ModiLoader Takes Over: Phishing Frenzy Targets Poland
In May, ESET detected extensive phishing campaigns targeting small and medium-sized businesses in Poland, Italy, and Romania. These attacks resulted in the installation of several malicious programs on the victims’ devices, including Agent Tesla, Formbook, and Remcos RAT.
The perpetrators exploited already compromised email accounts and company servers to disseminate malicious emails and to store and collect stolen data. The campaign consisted of nine waves of attacks, utilizing the DBatLoader (ModiLoader) to deliver the malicious software.

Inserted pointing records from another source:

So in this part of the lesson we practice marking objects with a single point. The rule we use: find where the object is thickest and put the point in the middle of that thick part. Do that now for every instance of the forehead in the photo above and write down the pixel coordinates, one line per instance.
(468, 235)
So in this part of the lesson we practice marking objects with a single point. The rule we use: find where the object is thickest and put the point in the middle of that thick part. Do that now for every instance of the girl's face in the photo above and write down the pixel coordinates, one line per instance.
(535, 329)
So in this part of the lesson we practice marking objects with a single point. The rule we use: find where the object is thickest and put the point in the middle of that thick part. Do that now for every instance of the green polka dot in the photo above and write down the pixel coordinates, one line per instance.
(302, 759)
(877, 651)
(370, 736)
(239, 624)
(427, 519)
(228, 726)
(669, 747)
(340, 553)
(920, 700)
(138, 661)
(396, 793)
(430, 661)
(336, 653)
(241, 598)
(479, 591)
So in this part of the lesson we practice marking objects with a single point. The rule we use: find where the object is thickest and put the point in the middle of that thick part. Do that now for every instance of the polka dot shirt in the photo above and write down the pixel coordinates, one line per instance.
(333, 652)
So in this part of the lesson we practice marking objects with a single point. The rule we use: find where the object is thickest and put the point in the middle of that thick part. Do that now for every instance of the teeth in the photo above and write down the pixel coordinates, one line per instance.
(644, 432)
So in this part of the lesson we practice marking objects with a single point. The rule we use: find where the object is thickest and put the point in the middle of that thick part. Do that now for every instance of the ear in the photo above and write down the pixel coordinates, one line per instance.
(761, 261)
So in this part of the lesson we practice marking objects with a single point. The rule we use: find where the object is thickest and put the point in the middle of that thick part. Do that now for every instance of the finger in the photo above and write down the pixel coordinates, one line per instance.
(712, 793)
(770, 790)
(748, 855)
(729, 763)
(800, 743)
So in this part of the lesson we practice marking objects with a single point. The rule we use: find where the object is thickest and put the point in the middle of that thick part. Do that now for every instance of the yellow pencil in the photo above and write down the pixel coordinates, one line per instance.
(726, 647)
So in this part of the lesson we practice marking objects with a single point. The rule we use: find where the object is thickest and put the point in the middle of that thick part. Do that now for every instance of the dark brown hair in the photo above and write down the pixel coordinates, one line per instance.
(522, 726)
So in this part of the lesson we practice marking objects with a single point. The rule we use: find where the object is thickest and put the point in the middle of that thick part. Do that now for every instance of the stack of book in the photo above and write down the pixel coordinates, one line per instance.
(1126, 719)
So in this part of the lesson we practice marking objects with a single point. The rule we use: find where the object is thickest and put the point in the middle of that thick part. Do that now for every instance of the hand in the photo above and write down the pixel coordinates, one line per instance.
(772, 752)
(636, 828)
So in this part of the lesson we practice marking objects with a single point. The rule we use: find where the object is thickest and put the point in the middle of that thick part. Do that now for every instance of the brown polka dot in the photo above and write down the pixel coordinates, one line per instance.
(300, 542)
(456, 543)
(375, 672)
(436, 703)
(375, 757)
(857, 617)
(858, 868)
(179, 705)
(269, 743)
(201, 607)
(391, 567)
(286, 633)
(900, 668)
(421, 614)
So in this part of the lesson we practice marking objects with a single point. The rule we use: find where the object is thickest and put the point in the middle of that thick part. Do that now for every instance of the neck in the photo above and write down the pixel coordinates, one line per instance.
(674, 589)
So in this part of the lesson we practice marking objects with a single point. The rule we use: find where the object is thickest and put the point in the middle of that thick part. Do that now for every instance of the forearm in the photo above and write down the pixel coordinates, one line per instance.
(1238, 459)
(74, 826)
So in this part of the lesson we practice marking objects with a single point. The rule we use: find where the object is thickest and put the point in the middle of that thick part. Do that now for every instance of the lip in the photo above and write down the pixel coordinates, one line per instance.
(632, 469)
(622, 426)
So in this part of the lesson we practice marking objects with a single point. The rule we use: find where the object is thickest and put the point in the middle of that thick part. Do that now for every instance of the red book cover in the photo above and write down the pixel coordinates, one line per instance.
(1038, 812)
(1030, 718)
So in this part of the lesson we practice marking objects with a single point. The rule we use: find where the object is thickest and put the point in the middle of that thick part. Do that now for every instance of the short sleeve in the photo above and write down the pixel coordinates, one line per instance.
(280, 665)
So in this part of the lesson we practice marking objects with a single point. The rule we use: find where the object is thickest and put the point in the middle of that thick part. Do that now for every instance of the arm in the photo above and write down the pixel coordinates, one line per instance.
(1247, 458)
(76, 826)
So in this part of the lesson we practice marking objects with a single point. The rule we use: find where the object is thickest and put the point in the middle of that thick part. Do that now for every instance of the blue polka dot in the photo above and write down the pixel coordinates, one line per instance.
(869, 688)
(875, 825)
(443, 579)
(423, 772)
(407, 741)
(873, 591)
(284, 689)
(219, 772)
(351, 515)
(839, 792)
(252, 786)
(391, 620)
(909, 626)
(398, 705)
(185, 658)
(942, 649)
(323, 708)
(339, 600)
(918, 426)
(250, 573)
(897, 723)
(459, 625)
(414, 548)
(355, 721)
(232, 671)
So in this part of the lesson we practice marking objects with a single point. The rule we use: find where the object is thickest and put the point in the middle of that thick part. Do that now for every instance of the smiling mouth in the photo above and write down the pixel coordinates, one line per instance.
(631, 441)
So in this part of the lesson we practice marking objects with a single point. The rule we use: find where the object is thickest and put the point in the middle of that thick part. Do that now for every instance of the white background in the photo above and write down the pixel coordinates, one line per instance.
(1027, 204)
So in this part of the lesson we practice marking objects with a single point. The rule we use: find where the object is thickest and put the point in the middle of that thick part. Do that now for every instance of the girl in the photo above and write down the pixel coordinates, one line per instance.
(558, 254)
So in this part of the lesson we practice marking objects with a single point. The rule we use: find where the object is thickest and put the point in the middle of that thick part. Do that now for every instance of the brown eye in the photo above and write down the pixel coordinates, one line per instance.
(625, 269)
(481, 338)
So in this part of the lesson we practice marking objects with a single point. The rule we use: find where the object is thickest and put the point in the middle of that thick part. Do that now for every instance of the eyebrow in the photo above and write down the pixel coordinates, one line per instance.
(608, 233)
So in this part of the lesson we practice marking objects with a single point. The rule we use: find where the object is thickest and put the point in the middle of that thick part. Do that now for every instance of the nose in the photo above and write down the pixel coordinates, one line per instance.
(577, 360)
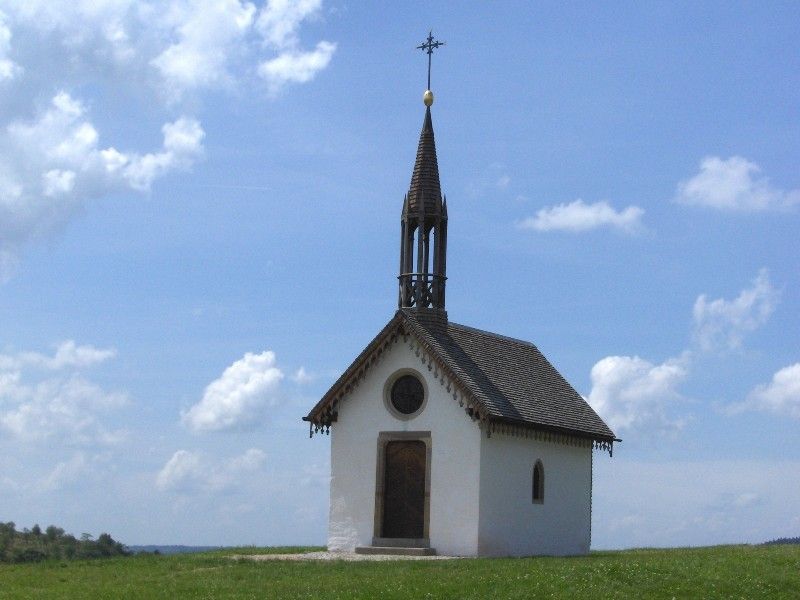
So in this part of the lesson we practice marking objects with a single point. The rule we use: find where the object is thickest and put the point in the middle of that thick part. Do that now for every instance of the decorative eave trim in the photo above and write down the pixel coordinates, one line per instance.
(550, 434)
(326, 411)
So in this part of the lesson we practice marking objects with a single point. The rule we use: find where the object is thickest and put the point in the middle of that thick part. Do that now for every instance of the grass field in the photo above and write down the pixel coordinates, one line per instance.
(716, 572)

The initial attack vector involved phishing emails with attachments in RAR or ISO formats containing malicious files. Opening these attachments initiated a multi-stage process to download and activate the trojans.
In cases with ISO file attachments, the contents included an executable ModiLoader file (named identically or similarly to the ISO file itself), which was executed upon opening.
In cases with RAR file attachments, the archives contained a heavily obfuscated batch script (bearing the same name as the archive) with a “.cmd” extension. The file also included a Base64-encoded ModiLoader executable disguised as a PEM certificate revocation list. The batch script was responsible for decoding and launching the embedded ModiLoader.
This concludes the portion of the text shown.